Yes, I’ve heard that still, quiet breath.  When my life was screaming for mercy and chains wrapped around the walls of my heart, closing in faster than I expected.  When I stared death in the face and told it I wasn’t ready. It was in that moment I poured out tears of guilt and shame.  And that, my friend, is what grace is all about.

Pray for peace, my wonderful beatnik friends.  If you can’t manage that, try to keep a sliver of your heart open, so someday, you might find the room to believe.  And then, peace can start to happen.

Comments

  1. I LOVE, LOVE, LOVE this. I share your sentiments and you stated it so poignantly!!!!

  2. This resonates so much with me. As a non-believer, or maybe a hugely, hugely skeptical believer (?) for many years, I did keep just a slice of my heart open, wanting to know God, but questioning and doubting whether I ever would. It happened. Not in a thunderous, earth-shattering converstion, but slowly, slowly, bit by bit. It’s still happening.

    Lovely to meet you here, Amanda…coming over from a tweet I saw that you are a new High Calling member.

  3. I have felt this same feeling so many times about my non-believing friends. They couldn’t always see how I could believe in God and science. I just do, I’d always say, you can’t convince me that God doesn’t exist and maybe I can’t convince you that he does. But someday I hope you believe! You just summed it up better than I ever could. In a similar way, I also used to feel that you didn’t need a big, million dollar church or God-ese language or small groups and prayer chains to be a person of great faith. I resented that in my old, very, very conservative town and struggled with the Bible thumpers that seemed to always be breathing down my neck just because I didn’t go to their church. I have learned that for me it’s in the happy medium of having a support system of believers and being open minded and patient with myself and others who are struggling or don’t believe. When you stop questioning and searching, your faith stagnates too. Thanks for sharing! I loved this.

  4. “But sometimes, in your lowest hour, faith comes upon you like a whisper.” And that’s when I just started crying. Yes. All of this, resounding, YES. Don’t mind if I share, do ya? <3

  5. New to your blog, and as one if those artists and, I suppose, unbelievers, I want to tell you, please, don’t stop telling your friends you will pray for them. You see, while I may not believe that there is God the man up there keeping track, it is obvious that the world is miraculous and that the divine is among us, even if, as I suspect, the divine is just made up of good things (like love, and forgiveness, and the smell of the garden after rain) we humans may or may not have anything to do with, and even if there is a perfectly rational scientific explanation…so what? It’s amazing and it’s powerful, and if your explanation isn’t the same as mine, if we respect each other, it doesn’t matter. So when I hear a friend say they will pray for me, I accept it as their way of telling me they care, and that they will try to tap into that power on my behalf. And all I can say to that? Thank you.

  6. Hi there. I came over here from BlogHer, and so appreciate your thoughts. I grew up on the mission field, went to a boarding school for missionary kids, attended several chapels a week, attended Christian college, and was completely devoted to God’s will for my life, in a very fatalistic way. Also, I wanted to die most of the time. It has been a really healing and freeing process in the last few years to let go of all of the man-made trappings of religion, and to trust that if I seek God– even non-traditionally– I will find, as promised.
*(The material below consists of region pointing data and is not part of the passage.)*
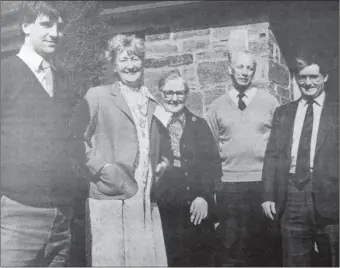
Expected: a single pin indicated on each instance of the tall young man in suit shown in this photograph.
(240, 121)
(36, 171)
(301, 169)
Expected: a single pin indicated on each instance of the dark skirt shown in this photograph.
(186, 244)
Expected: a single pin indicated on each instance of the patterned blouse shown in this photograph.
(176, 127)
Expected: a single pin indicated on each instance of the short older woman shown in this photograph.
(185, 193)
(124, 224)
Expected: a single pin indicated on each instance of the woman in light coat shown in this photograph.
(126, 148)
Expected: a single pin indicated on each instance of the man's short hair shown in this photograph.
(120, 42)
(31, 10)
(306, 58)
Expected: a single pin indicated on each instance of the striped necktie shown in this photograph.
(48, 77)
(303, 155)
(241, 103)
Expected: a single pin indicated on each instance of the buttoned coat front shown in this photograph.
(110, 137)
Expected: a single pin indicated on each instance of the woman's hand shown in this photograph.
(198, 210)
(160, 169)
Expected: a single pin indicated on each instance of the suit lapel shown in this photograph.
(326, 124)
(119, 100)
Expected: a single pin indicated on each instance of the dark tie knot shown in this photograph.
(310, 102)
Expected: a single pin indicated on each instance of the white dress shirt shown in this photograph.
(298, 124)
(33, 60)
(249, 95)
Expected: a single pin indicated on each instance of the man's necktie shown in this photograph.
(303, 155)
(241, 104)
(48, 77)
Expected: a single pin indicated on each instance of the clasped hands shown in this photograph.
(198, 210)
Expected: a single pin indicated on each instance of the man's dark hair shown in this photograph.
(31, 10)
(306, 58)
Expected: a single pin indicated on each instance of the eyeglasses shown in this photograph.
(315, 78)
(169, 94)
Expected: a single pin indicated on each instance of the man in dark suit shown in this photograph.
(37, 176)
(301, 169)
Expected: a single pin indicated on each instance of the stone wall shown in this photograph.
(201, 57)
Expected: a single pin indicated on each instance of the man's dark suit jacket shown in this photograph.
(36, 141)
(326, 160)
(201, 165)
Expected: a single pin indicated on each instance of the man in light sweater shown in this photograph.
(241, 122)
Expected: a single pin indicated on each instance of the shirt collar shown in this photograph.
(249, 93)
(319, 100)
(143, 89)
(31, 58)
(180, 118)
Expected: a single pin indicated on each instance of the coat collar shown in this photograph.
(120, 102)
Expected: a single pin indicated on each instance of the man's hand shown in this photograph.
(198, 210)
(160, 169)
(269, 209)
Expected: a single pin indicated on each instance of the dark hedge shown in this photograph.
(81, 53)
And oh! the joy and freedom I have found! I am thankful to be a live every day now, and it has changed so much for me. But I know that my religious family would not understand. They probably believe that I am somehow lost, and I have to just find grace for them as well. Grace abounds here, what a gift from God.
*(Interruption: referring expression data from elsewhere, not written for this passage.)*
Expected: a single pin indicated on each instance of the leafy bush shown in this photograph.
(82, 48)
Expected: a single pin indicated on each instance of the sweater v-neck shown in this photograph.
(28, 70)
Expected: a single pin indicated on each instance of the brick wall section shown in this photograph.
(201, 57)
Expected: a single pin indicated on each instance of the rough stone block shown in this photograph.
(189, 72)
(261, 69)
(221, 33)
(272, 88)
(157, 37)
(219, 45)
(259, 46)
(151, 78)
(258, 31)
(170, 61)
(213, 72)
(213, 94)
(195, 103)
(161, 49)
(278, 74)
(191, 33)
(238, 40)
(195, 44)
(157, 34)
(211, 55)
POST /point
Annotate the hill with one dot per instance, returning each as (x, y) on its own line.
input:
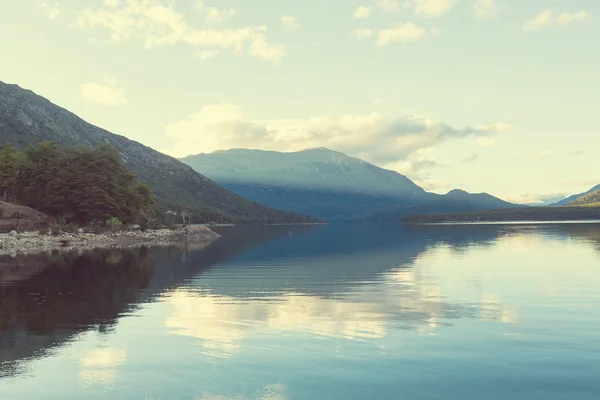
(455, 201)
(26, 118)
(574, 197)
(591, 199)
(566, 213)
(319, 182)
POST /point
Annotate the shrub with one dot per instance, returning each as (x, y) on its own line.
(70, 228)
(55, 229)
(114, 225)
(44, 230)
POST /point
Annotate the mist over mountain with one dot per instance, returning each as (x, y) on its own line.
(329, 184)
(26, 118)
(452, 202)
(574, 197)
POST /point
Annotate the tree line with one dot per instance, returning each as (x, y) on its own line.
(80, 185)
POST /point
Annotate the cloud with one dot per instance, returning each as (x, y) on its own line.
(430, 8)
(390, 6)
(290, 22)
(156, 23)
(362, 12)
(471, 158)
(371, 137)
(212, 14)
(51, 11)
(107, 93)
(408, 32)
(553, 153)
(547, 18)
(205, 55)
(565, 19)
(486, 9)
(363, 33)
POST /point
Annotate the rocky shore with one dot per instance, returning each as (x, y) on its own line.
(15, 243)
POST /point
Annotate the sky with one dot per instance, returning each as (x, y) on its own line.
(497, 96)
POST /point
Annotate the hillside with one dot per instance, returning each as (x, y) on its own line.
(574, 197)
(591, 199)
(319, 182)
(455, 201)
(26, 118)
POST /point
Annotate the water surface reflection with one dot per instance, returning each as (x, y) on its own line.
(284, 306)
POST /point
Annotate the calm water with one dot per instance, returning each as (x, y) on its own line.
(328, 312)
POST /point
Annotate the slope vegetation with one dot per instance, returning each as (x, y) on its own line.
(26, 118)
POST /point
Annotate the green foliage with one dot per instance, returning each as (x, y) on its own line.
(591, 199)
(56, 229)
(80, 185)
(114, 225)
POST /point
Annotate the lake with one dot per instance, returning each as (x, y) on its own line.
(311, 312)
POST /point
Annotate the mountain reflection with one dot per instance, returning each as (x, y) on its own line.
(355, 282)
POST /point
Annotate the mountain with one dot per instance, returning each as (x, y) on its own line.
(318, 182)
(590, 199)
(574, 197)
(455, 201)
(26, 118)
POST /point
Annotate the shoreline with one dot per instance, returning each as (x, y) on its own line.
(20, 243)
  7. So beautiful. Thank you.

  8. I think I like you even more, now that I’ve read this, Amanda.

  9. One more thing. I left to go looking for it and couldn’t find it. This sentence–“When I stared death in the face and told it I wasn’t ready”–you need to write about that, girlfriend. I was going to say so on Facebook, but that’s too public. Think about it, please.

  10. Thank you for this post, dear Amanda!